Les quatre autres continuèrent leur poursuite avec tant de mollesse, néanmoins, par suite d’une appréhension bien justifiée par le courage et la vigueur athlétique de don Rafael, que trois ou quatre heures après, sur dix cavaliers, huit se trouvaient dans la clairière, où nous les avons signalés dans le précédent chapitre, sans avoir été plus heureux les uns que les autres.

Quant aux deux autres qui manquaient à la réunion, la raison de leur absence était toute simple.
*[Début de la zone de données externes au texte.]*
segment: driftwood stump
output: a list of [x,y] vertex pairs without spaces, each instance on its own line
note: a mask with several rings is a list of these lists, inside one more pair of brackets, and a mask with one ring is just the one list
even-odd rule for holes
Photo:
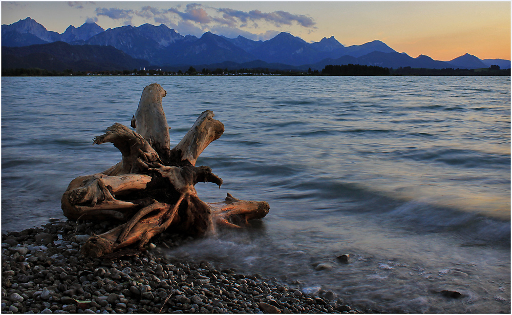
[[193,236],[204,235],[218,224],[240,227],[268,213],[265,202],[240,200],[229,194],[222,202],[206,203],[195,185],[222,180],[207,166],[196,166],[201,152],[224,132],[224,125],[203,112],[173,149],[162,107],[166,92],[157,83],[144,88],[131,125],[115,123],[94,138],[111,142],[122,159],[98,174],[75,178],[62,197],[64,215],[72,220],[116,220],[119,226],[93,236],[82,253],[99,257],[135,245],[139,248],[167,228]]

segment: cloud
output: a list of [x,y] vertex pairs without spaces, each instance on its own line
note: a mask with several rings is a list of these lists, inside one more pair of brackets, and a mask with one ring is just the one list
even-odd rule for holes
[[175,28],[181,35],[193,35],[198,37],[200,37],[207,30],[207,28],[198,27],[190,21],[181,21]]
[[96,11],[96,15],[104,15],[113,19],[132,19],[132,16],[134,13],[133,10],[125,10],[124,9],[118,9],[117,8],[97,8]]
[[282,25],[291,25],[296,23],[304,27],[316,28],[316,23],[312,18],[302,14],[292,14],[285,11],[276,11],[267,13],[259,10],[245,12],[226,8],[218,9],[218,11],[222,13],[222,17],[225,20],[232,24],[234,23],[237,20],[244,24],[263,20],[276,26]]
[[86,23],[96,23],[98,22],[98,17],[95,16],[94,17],[88,17],[86,19]]
[[174,8],[169,9],[168,11],[176,13],[184,21],[191,21],[202,24],[207,24],[211,22],[212,18],[204,9],[200,8],[200,6],[201,5],[191,3],[187,5],[183,12]]

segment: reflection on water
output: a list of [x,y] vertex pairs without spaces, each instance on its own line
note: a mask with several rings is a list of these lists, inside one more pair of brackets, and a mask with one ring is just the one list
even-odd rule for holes
[[509,312],[509,77],[3,78],[3,230],[63,218],[70,181],[121,158],[92,139],[129,125],[155,80],[172,144],[205,110],[224,124],[197,163],[224,183],[201,199],[270,205],[169,255],[375,310]]

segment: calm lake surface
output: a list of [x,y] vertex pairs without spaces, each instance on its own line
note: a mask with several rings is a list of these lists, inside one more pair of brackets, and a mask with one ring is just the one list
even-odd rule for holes
[[64,219],[69,182],[120,160],[93,138],[129,126],[155,82],[172,145],[205,110],[225,127],[197,163],[224,184],[198,183],[199,197],[270,205],[251,228],[172,257],[361,308],[510,312],[509,77],[3,77],[2,231]]

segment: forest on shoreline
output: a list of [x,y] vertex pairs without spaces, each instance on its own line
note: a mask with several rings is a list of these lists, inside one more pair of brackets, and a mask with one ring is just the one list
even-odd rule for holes
[[413,68],[410,67],[389,69],[375,66],[359,65],[329,65],[321,71],[269,70],[268,69],[245,69],[229,70],[218,68],[211,70],[203,68],[200,71],[190,67],[187,71],[165,71],[161,69],[125,70],[123,71],[74,71],[72,69],[63,71],[48,70],[39,68],[3,69],[2,76],[510,76],[510,69],[500,69],[499,66],[491,66],[480,69],[446,68],[433,69]]

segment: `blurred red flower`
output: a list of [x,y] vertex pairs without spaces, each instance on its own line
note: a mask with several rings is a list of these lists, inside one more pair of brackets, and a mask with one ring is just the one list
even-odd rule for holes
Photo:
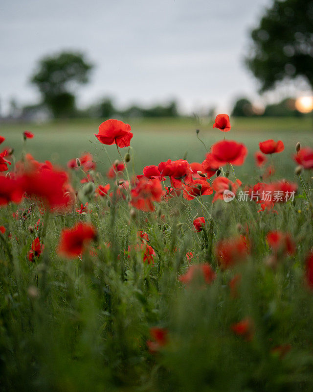
[[148,180],[144,177],[137,179],[131,192],[131,203],[138,210],[153,211],[152,202],[160,201],[163,191],[158,180]]
[[228,132],[230,130],[231,125],[229,122],[229,116],[228,114],[218,114],[215,118],[213,124],[213,128],[218,128],[221,131]]
[[195,231],[197,233],[203,230],[203,227],[205,226],[205,220],[203,217],[197,218],[193,221],[193,225],[195,228]]
[[241,336],[247,342],[252,340],[253,337],[254,323],[249,317],[246,317],[239,322],[232,324],[230,328],[234,334]]
[[95,136],[103,144],[116,144],[123,148],[130,145],[133,133],[131,126],[118,120],[108,120],[99,126],[99,133]]
[[285,147],[281,140],[274,142],[272,139],[261,142],[259,144],[260,149],[264,154],[274,154],[284,151]]
[[92,224],[79,222],[71,228],[62,230],[58,252],[66,257],[77,257],[96,237],[96,230]]
[[183,196],[186,200],[192,200],[197,196],[212,195],[213,190],[209,183],[203,180],[192,180],[188,185],[183,184]]
[[268,244],[275,252],[293,255],[295,253],[295,244],[289,233],[276,230],[269,232],[267,236]]
[[254,158],[255,159],[255,164],[259,168],[263,166],[267,160],[265,155],[259,151],[257,151],[254,154]]
[[293,159],[305,169],[313,169],[313,149],[303,147],[293,155]]
[[[209,155],[211,165],[218,168],[227,163],[240,166],[244,163],[248,150],[245,145],[233,140],[218,142],[211,147]],[[208,156],[206,156],[206,160]]]
[[194,264],[190,266],[186,273],[180,275],[179,279],[183,283],[190,284],[195,278],[202,277],[206,283],[212,283],[216,274],[209,264]]
[[29,131],[24,131],[23,132],[24,139],[32,139],[34,137],[34,134]]
[[221,240],[215,247],[218,263],[222,270],[226,270],[246,258],[249,246],[244,236]]
[[28,252],[28,260],[32,262],[34,262],[35,257],[38,257],[41,254],[45,248],[44,245],[41,245],[39,238],[35,238],[31,244],[31,249]]
[[224,191],[231,191],[236,195],[237,191],[241,184],[240,180],[237,179],[235,182],[232,182],[225,177],[217,177],[215,178],[212,184],[213,189],[215,191],[213,202],[214,203],[218,199],[223,200]]

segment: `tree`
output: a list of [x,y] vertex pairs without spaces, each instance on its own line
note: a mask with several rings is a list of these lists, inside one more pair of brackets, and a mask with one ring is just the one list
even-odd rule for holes
[[43,58],[30,81],[40,91],[43,103],[55,117],[73,115],[75,112],[74,91],[86,83],[93,65],[78,52],[63,52]]
[[261,82],[261,92],[299,76],[313,89],[313,0],[275,0],[251,37],[246,63]]
[[247,117],[253,116],[252,103],[246,98],[240,98],[236,101],[231,113],[232,116]]

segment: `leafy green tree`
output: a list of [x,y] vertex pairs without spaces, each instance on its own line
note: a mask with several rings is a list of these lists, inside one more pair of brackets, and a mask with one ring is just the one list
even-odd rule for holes
[[74,92],[78,85],[89,81],[92,68],[82,53],[63,52],[40,60],[30,81],[55,117],[69,117],[76,110]]
[[260,82],[261,92],[297,76],[313,89],[312,0],[275,0],[251,37],[246,63]]

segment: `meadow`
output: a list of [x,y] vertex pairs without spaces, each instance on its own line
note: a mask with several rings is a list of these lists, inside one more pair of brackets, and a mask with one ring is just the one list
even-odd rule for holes
[[311,119],[100,122],[1,124],[0,390],[313,391]]

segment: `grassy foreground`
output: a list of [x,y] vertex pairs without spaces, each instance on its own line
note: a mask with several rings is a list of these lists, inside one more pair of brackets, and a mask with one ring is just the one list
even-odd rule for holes
[[[224,136],[212,124],[191,121],[163,120],[157,128],[130,123],[130,176],[144,166],[186,157],[185,151],[189,162],[202,162],[205,151],[196,128],[207,146]],[[243,181],[238,191],[263,174],[253,158],[259,142],[285,144],[284,151],[273,154],[275,173],[264,180],[269,185],[286,178],[298,191],[293,201],[263,211],[260,204],[238,196],[213,202],[215,190],[190,200],[181,192],[153,201],[154,211],[141,210],[127,187],[106,177],[110,164],[93,135],[97,125],[26,128],[35,137],[25,150],[38,161],[65,165],[84,151],[93,155],[96,169],[71,172],[77,192],[71,208],[49,212],[39,199],[41,189],[33,191],[35,198],[7,203],[0,188],[0,390],[313,391],[312,171],[295,176],[291,158],[297,142],[312,145],[310,122],[234,121],[227,133],[248,150],[244,165],[229,171],[232,183],[235,174]],[[11,125],[0,131],[16,160],[21,130]],[[106,148],[112,160],[120,159],[115,146]],[[11,160],[11,179],[15,172],[24,180],[29,163],[24,159],[18,174]],[[38,169],[32,180],[50,170]],[[81,183],[86,174],[94,185]],[[126,171],[121,175],[127,181]],[[112,195],[97,193],[108,182]],[[50,193],[57,188],[56,182]],[[197,228],[193,222],[200,217],[205,224]],[[78,223],[92,225],[96,235],[71,258],[60,251],[62,241]],[[282,237],[274,240],[271,232]]]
Lorsque Suarez s’était mis en devoir de gagner seul la récompense promise, il avait judicieusement pensé que, puisque son compagnon, tout garçon qu’il était, prenait tant de souci de son existence, lui, en sa qualité de père de famille, devait être plus soigneux encore de la sienne propre.

Heureux d’avoir fait preuve de courage sans qu’il lui en coutât rien, Suarez s’était couché à cent pas plus loin, pour penser tranquillement à sa femme, dont il se félicitait de n’avoir pas à supporter l’humeur aigre, ce soir-là, sur son lit de mousse.

Il se promettait d’aller plus tard éveiller son compagnon en lui reprochant sa couardise.

Malheureusement il avait compté sans un hôte qui vint le visiter malgré lui, le sommeil, sommeil aussi profond que celui de son camarade. Tous deux dormaient donc à jambe tendue, selon l’expression espagnole, tandis que les huit autres, après avoir attendu vainement leur venue, commençaient une délibération que les événements devaient rendre, cette fois, plus sérieuse.